Habits of a Disciple-making Family

Deuteronomy 6:4-9 describes a disciple-making family. These are parents and a wider community who are focused and motivated about the faith they are passing on to the next generation. There is no time in a child’s life that they are not being shaped by ideas. Ideas are all around them and are constant. For the Christian parent, it is all about helping children be shaped in a Godly way. How do we do this in a modern, constantly changing world?

Building positive family discipling opportunities must be intentional and organic. It will be a set of habits and attitudes that everyone must learn. Habits can be difficult to learn together and will take perseverance. Don’t give up because it is hard. Anything worth doing will be challenging. Keep trying!

There are many wonderful and powerful opportunities for passing on faith. As parents, we need to be constantly on the lookout for creative opportunities to connect with our children and develop their faith, sometimes as a whole family and sometimes one to one.
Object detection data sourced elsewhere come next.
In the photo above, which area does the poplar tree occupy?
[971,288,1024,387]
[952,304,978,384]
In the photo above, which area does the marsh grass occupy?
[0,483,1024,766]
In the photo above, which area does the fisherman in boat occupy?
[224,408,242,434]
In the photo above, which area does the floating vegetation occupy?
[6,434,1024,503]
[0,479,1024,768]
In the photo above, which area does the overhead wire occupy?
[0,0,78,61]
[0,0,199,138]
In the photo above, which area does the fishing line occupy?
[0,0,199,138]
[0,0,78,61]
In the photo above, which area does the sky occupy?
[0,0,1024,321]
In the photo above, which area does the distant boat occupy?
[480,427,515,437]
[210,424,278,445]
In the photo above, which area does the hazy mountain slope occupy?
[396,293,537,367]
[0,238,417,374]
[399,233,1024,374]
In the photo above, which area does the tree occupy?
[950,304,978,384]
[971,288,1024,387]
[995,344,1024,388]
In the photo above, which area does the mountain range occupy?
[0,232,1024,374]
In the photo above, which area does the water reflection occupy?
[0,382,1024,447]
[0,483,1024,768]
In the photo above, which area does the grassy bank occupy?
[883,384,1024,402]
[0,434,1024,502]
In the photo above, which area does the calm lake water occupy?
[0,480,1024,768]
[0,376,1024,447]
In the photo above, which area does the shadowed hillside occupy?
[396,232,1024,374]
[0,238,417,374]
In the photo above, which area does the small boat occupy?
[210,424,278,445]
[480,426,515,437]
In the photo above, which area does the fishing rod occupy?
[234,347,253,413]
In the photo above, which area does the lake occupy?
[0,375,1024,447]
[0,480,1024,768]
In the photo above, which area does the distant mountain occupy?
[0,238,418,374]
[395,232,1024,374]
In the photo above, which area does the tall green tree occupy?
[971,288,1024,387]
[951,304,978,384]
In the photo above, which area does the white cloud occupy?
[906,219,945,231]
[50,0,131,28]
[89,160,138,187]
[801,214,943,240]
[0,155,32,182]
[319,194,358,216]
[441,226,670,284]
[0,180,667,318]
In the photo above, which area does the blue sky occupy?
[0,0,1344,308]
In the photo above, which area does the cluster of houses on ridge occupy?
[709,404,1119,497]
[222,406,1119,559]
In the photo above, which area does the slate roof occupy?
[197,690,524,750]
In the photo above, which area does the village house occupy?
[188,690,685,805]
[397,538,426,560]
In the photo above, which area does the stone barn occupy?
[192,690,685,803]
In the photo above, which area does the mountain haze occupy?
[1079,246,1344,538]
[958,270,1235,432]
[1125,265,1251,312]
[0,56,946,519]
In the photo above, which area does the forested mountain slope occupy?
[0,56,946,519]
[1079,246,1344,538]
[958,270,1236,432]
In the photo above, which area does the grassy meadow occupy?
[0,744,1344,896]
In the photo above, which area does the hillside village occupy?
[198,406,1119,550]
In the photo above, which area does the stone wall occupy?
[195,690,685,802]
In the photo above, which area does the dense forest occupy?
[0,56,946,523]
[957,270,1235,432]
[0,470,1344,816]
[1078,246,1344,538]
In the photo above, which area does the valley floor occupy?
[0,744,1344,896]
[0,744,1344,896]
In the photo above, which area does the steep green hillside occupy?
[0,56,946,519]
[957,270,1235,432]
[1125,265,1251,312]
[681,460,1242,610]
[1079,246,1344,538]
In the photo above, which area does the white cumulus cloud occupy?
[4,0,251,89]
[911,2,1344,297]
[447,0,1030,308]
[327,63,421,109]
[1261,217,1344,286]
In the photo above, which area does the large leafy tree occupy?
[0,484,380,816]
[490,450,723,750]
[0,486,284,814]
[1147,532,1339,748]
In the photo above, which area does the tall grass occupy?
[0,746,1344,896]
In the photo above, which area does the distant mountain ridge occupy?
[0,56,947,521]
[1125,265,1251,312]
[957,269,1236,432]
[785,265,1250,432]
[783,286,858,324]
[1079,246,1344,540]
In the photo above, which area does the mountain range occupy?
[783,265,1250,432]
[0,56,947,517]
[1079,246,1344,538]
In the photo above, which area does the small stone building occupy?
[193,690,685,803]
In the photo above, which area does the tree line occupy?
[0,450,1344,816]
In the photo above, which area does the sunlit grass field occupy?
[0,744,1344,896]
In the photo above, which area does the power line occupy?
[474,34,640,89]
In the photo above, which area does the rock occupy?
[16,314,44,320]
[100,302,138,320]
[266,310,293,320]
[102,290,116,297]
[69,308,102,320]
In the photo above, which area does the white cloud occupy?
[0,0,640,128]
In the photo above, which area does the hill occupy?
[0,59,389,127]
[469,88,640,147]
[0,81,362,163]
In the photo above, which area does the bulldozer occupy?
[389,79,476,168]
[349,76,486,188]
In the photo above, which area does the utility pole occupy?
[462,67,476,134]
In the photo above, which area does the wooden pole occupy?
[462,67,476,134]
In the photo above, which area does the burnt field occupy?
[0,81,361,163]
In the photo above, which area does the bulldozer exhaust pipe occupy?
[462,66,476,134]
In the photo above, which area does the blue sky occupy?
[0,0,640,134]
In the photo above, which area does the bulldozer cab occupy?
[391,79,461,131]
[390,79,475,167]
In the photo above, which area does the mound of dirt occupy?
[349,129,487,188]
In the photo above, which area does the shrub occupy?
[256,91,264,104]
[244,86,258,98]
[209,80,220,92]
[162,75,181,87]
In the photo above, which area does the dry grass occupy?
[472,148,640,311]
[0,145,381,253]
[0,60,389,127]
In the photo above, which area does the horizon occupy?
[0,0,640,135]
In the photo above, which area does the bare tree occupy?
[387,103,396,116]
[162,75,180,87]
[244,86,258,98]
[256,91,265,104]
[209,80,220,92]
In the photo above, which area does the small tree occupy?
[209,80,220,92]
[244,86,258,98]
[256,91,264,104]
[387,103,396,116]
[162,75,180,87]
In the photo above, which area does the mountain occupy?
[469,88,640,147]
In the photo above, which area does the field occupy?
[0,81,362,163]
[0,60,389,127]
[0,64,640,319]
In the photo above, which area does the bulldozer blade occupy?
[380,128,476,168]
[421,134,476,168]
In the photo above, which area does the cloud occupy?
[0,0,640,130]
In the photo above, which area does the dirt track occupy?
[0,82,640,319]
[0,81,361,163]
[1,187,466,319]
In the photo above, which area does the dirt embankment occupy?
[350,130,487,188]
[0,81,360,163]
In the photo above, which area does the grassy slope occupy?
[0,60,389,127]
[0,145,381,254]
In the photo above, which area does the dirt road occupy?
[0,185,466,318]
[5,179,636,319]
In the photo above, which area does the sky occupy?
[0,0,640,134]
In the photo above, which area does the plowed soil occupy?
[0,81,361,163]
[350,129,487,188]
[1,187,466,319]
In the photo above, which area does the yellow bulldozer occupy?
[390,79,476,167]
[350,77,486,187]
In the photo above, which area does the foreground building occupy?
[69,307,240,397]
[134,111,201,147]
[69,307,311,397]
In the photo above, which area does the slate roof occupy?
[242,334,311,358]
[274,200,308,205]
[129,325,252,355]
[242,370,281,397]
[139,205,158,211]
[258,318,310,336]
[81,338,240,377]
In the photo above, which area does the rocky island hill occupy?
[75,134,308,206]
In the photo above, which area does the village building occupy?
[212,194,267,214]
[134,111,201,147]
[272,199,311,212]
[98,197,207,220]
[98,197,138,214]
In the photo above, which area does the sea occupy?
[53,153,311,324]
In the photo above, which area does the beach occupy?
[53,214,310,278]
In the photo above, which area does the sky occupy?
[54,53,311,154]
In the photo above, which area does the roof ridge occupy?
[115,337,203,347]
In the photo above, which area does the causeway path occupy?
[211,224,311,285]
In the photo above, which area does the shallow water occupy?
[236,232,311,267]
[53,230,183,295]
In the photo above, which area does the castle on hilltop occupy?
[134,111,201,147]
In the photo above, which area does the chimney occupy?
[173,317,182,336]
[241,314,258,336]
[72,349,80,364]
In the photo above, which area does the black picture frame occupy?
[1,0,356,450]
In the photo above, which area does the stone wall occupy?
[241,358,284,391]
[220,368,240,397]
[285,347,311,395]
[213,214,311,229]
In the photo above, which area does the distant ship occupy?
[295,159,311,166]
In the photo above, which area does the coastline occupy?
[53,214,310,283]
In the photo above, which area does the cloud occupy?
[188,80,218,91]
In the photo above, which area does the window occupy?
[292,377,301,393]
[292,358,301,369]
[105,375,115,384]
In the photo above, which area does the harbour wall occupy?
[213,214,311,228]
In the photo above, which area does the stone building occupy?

Here are some examples from around the world which can help you think more holistically about family discipling. Thanks for all those who contributed practical ideas from the Global Children’s Forum (GCF) community. We have grouped them in different categories.

Walk the talk

It is true that children learn more from what they observe of you than what you tell them. They watch how you treat people, how you prioritize your time, use technology, have generous attitudes or not, take time to read/study the bible alone, or give gratitude to God regularly. Telling them to do these things without your example will be next to worthless. We must ‘walk the talk’.

Shared mealtimes

A key to connecting in a busy family is at meal times. Make this a priority for at least one or more meal a day. Family research has pointed to mealtimes being very significant in connection and positive culture building far beyond the act of just eating food. Just google ‘the significance of mealtimes for a family’ and you will see many articles.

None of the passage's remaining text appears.